Because it's hard to leave things unsaid.

I'm on a special trip to Paris and want to post pictures but haven't posted any from my trip last summer. I don't want to neglect poor last-summer's-trip and hurt its feelings so I will show its highlights... in no particular order because that would take too much time. I've already wasted enough time figuring out how to add big picture of rainbow over the Seine at top of blog.

I'm not going to spend time fact-checking. So that my statements won't be inaccurate, my descriptions will be vague.




Map of Saint Germain des Prés where I stay






Mémorial de la Shoah
Paris Holocaust museum
* a card catalog full of WWII records kept on Jewish French citizens, only released in the not too distant past.






The Women's Courtyard at the Conciergerie where female prisoners took the air and gathered to talk during the time they awaited their fate at the "national razor".







My room at my favorite, Hôtel Academie.








Taken from the Women's Courtyard as the French military practiced their Bastille Day air show. Seemed an appropriate vantage point.

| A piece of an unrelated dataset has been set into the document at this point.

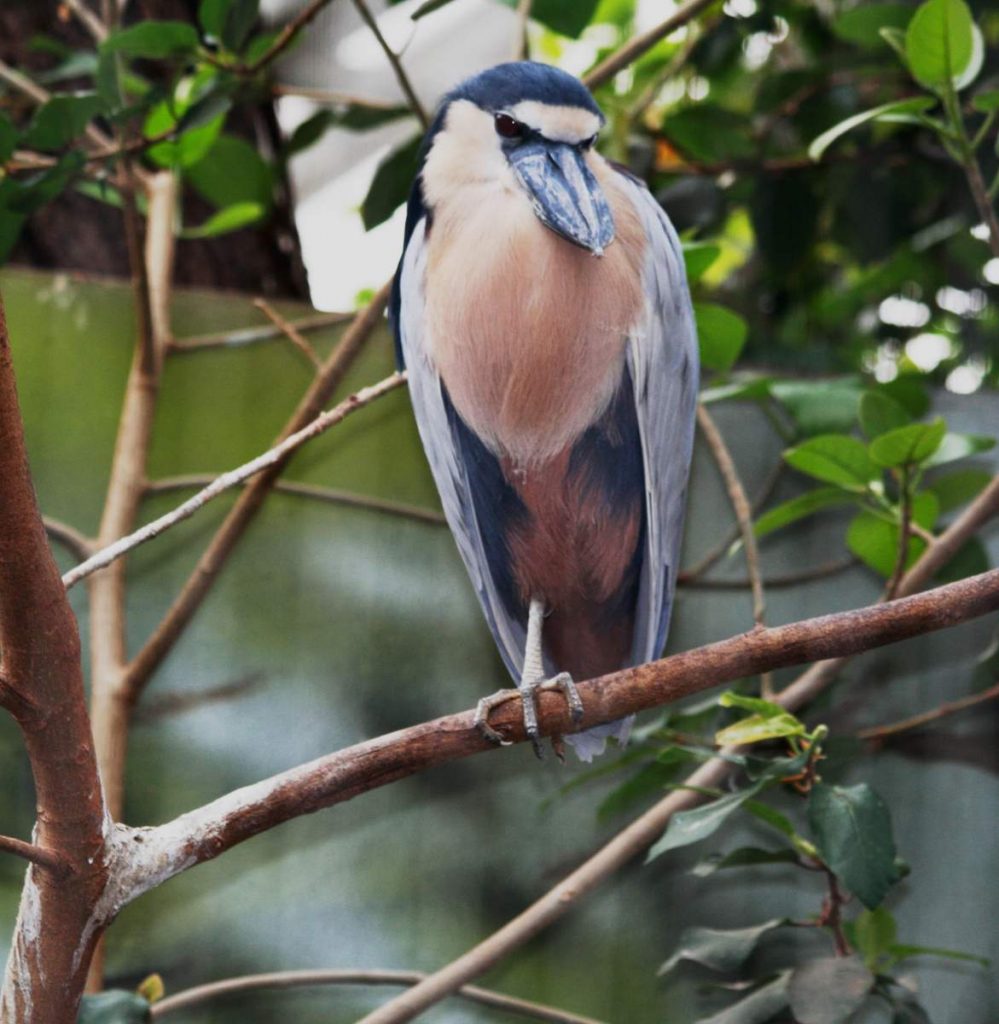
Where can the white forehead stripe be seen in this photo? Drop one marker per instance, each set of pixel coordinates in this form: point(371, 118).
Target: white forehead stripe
point(561, 124)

Vigée le Brun's, Marie Antoinette's favorite portraitist,  self-portrait of herself and her daughter at Le Louvre.






Marie Antoinette's clothing at the Conciergerie







La Samaritaine has re-opened. Infinitely more impressive than this photo implies.

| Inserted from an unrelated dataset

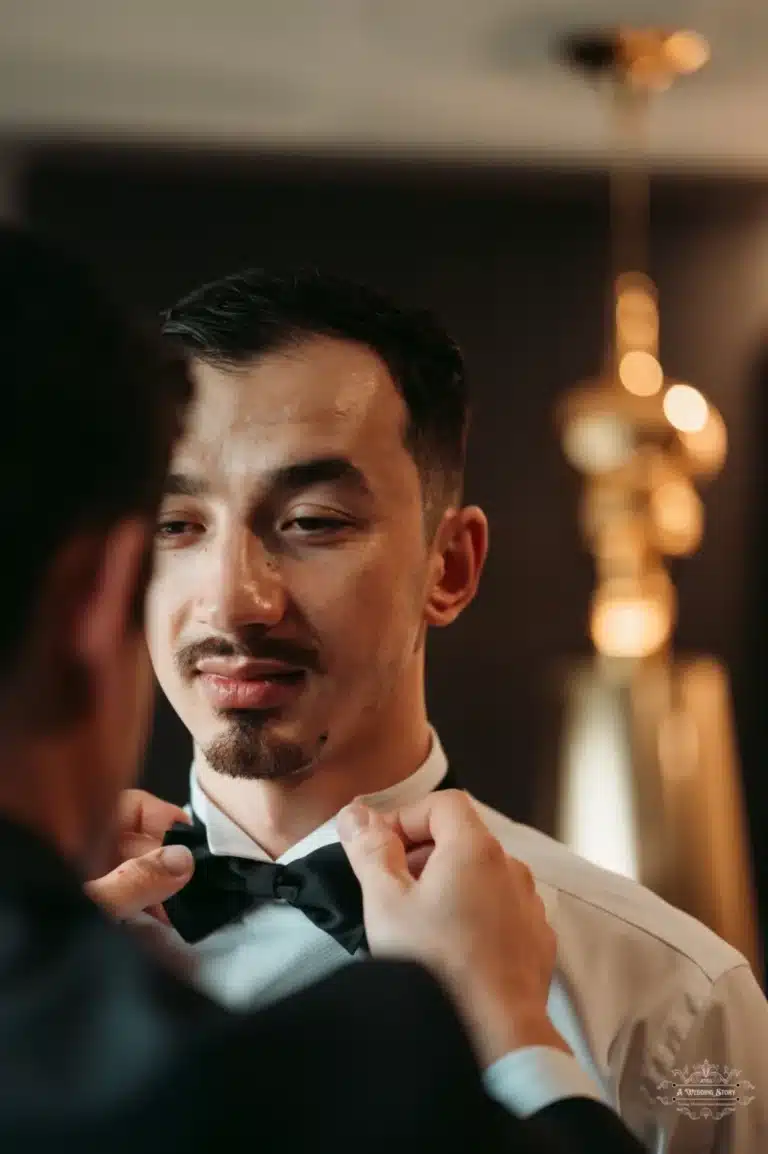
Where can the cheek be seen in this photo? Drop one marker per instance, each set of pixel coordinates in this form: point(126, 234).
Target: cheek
point(360, 611)
point(159, 624)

A concentration camp door preserved in the Shoah Museum.







I did the new "virtual tour" at the building that housed the French Resistance during WWII with 3-D goggles in a bunker down a hundred concrete steps.










In Musée Carnavalet, I took this picture of a mock-up section of pre-Haussmann Paris, for Leonard Pitt who wrote the fascinating book, Walks Through Lost Paris (among others). I have used his book many times and  exchanged a few emails with him before my trip last summer. I neglected to send him the picture.









The vast section of the Conciergerie in which those who couldn't afford a cell waited for their execution is used for special art exhibits. This is part of the one I saw last time - one of two long troughs of water which were surrounded by boulders - generally speaking. When Michele and I went a few years ago, there was a small house made of crow feathers.








Saint Germain des Prés church, the site of one of the most horrific events of the September Massacres, has been restored. It's around the corner and I went to Mass there.





Bastille Day was the last day before I left. I watched the fireworks from the Tuileries Gardens surrounded by people singing La Marseillaise. Walking back at midnight, I got drenched when a car sped through a big puddle in the gutter next to my sidewalk. The situation was made even more comical when I described it to a Frenchman who blurted out, "Motherfuckers!"